Schon länger ist bekannt, dass niedrige Vitamin-D-Spiegel bei Patienten mit einem höheren Mortalitätsrisiko in Verbindung stehen. Forscher um Prof. Dr. Hermann Brenner vom Deutschen Krebsforschungszentrum Heidelberg haben jetzt 3 große Metaanalysen randomisierter klinischer Studien ausgewertet und Zahlen auf Deutschland übertragen [1]. Das Ergebnis: Durch eine bundesweite Vitamin-D-Supplementierung aller Menschen über 50 könnte die Zahl an Todesfällen durch Krebs um 30.000 pro Jahr vermindert, und es könnten 300.000 Lebensjahre gewonnen werden – bei Einsparungen von 254 Millionen Euro durch weniger Krebstherapien.

Prof.
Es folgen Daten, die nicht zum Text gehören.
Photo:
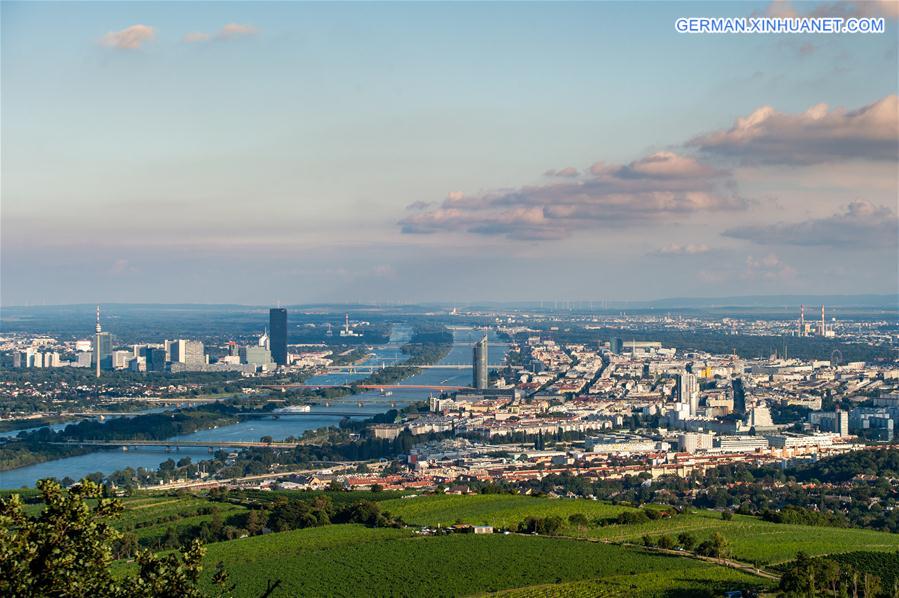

Dr. Hermann Brenner
Deutschlandweit starben im Jahr 2019 rund 231.000 Menschen an den Folgen maligner Erkrankungen, berichtet das Statistische Bundesamt. Damit war Krebs die Ursache für jeden 4. Todesfall. „Aus zahlreichen, auch aus eigenen Studien ist bekannt, dass Patienten mit Krebs sehr häufig einen deutlichen Vitamin-D-Mangel haben“, sagt Brenner im Gespräch mit Medscape.
Besonders ausgeprägt sei dies kurz nach der Behandlung, etwa einer chirurgischen Intervention. „Und wir dürfen nicht vergessen, dass die Prävalenz eines Vitamin-D-Mangels in der älteren Bevölkerung generell recht hoch ist“, ergänzt Brenner.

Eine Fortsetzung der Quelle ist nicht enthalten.